The sound of approaching footsteps drew Shemal from his unhappy thoughts; he opened his eyes and stared at the man who crouched in front of him. The man's mouth curled in a derisive little sneer that Shemal knew all too well, though he didn't understand a word the man said. Dredging up a sneer of his own, he said,
"I don't speak your dirty dog language except to ask how to get the fuck out of your shit country."

Sneer dropping from his face, the man stood and made to kick him—only to stop when one of the other men barked at him. Shifting to stilted informal Harken, the man said, "With you, I don't see point of the fuss."
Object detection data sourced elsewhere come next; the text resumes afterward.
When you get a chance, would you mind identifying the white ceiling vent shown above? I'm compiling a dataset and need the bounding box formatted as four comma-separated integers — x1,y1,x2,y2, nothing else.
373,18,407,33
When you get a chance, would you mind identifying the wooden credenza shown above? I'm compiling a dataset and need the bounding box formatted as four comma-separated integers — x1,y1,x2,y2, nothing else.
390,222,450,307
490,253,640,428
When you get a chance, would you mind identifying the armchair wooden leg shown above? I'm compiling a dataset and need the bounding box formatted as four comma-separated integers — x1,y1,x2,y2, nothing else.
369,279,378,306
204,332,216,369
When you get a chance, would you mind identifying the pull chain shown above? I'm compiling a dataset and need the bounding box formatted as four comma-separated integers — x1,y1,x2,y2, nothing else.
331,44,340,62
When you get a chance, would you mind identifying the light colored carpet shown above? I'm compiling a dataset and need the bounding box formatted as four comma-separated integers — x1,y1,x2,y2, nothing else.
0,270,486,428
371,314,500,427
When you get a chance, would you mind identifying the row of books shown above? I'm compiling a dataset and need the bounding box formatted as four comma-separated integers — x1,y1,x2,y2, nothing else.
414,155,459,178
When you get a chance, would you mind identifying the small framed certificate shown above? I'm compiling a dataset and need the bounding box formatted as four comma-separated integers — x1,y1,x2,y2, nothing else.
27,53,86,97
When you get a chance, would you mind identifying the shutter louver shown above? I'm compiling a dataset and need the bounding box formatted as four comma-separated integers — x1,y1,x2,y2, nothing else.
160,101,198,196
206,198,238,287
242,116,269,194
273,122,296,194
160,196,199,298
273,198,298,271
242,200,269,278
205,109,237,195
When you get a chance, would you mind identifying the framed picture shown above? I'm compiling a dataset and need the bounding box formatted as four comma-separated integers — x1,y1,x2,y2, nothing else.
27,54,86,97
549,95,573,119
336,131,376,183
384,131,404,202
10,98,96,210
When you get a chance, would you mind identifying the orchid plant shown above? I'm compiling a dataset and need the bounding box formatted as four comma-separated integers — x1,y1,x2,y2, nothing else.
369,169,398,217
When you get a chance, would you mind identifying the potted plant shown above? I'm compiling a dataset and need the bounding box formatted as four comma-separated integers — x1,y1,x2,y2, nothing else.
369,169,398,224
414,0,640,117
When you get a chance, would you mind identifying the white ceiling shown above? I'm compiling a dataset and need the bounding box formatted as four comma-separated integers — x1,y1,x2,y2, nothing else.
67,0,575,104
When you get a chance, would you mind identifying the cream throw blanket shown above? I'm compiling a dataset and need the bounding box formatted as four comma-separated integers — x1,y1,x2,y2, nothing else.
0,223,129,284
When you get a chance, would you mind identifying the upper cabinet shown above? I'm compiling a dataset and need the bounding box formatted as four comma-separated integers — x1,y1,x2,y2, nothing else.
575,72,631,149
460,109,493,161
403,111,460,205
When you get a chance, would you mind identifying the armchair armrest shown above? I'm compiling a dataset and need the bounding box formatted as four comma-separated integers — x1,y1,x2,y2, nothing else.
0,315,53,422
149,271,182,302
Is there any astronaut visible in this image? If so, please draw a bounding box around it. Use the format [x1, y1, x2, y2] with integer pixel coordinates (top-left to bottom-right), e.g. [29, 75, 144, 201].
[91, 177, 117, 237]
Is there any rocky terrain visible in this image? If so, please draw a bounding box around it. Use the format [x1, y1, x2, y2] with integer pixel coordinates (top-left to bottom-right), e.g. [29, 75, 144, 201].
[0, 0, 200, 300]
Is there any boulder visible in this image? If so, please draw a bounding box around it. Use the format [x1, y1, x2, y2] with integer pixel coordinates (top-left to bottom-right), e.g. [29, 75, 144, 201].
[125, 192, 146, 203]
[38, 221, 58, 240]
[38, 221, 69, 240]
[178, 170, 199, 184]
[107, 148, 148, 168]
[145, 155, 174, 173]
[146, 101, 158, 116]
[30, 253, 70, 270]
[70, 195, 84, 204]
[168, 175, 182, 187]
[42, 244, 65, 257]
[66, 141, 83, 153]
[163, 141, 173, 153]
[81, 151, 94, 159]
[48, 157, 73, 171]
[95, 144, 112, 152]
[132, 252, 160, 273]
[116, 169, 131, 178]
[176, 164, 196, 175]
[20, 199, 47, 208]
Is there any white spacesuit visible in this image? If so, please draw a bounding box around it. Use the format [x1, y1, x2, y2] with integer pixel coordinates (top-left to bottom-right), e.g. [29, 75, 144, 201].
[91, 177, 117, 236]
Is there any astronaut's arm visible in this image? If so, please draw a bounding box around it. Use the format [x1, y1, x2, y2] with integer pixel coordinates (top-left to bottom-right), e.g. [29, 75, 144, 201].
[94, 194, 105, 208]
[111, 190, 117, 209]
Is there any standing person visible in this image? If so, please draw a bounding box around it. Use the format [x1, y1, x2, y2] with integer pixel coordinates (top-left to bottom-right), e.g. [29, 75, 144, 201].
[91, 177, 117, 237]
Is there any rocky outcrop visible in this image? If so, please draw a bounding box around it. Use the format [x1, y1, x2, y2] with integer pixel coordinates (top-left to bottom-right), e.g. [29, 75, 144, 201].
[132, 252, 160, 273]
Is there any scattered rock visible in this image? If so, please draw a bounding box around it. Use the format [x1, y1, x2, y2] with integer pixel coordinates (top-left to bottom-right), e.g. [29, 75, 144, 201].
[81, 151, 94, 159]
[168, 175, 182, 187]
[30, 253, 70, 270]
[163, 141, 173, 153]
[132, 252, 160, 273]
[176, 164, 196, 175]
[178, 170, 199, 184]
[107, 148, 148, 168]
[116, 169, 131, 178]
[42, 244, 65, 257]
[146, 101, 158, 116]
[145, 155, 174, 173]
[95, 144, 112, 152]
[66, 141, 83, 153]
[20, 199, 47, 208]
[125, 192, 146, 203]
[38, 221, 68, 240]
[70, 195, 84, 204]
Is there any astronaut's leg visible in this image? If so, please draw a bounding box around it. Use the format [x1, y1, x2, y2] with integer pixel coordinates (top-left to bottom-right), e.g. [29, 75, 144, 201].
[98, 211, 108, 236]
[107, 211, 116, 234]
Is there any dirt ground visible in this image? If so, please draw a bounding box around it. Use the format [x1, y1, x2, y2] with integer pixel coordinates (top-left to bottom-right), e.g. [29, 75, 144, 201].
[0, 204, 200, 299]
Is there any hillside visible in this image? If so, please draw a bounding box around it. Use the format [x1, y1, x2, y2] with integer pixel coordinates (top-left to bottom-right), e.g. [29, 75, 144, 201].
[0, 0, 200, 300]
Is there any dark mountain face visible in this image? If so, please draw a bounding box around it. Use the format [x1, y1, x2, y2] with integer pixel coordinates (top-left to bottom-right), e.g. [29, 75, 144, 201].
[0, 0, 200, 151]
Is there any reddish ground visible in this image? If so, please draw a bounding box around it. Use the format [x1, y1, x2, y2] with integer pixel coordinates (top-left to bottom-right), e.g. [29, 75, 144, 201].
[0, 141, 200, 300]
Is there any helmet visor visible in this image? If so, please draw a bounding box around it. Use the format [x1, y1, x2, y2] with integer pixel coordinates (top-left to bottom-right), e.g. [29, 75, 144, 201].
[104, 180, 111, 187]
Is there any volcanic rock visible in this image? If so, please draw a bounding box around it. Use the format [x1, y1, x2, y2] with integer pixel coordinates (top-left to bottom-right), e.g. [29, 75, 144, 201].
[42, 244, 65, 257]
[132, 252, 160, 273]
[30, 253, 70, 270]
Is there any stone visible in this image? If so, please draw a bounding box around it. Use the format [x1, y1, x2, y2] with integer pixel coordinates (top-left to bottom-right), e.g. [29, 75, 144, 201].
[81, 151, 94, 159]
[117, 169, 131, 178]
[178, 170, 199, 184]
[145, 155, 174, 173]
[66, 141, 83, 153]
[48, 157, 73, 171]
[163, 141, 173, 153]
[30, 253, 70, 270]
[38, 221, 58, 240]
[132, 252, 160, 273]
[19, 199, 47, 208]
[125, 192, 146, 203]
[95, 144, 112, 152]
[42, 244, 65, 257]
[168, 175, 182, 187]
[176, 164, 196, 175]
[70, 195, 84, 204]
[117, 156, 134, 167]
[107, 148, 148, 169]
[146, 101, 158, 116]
"I don't understand why you think pissing off the High Commander and his best friend the High King is a good idea. I thought people preferred to avoid their countries going to war."

Red Leather shrugged. "At the all costs, is my order."

That one took a moment to untangle. "I don't think 'going to war' and 'certain death' are prices I'd be willing to pay." On the other hand, he'd faced exactly that for cargo that proved to be not even half as good as promised. The tattoos mostly hid it, but his body was a legacy of scars acquired fighting for brandy, sugar, spices, and other valuable cargo. He'd seen capture more times than he cared to count and had always survived by luck and the mercy of Mother Ocean.

And the faith of one compelling, breathtaking man who probably never wanted to see him again.

Crouching again, the man prodded at one of his stretched out legs. "You special, why? All this for crime committer?"

"Criminal," Shemal said. "
Pirate, actually.
You'd have to ask Lesto. He's the one who said I'm special. I'm just an Islander with a criminal past."

The man grunted and stood, wandered back over to the others. From the way they kept glancing at him, and the occasional uttering of the word
pirate
, it was clear what they were discussing, but Shemal couldn't begin to guess why.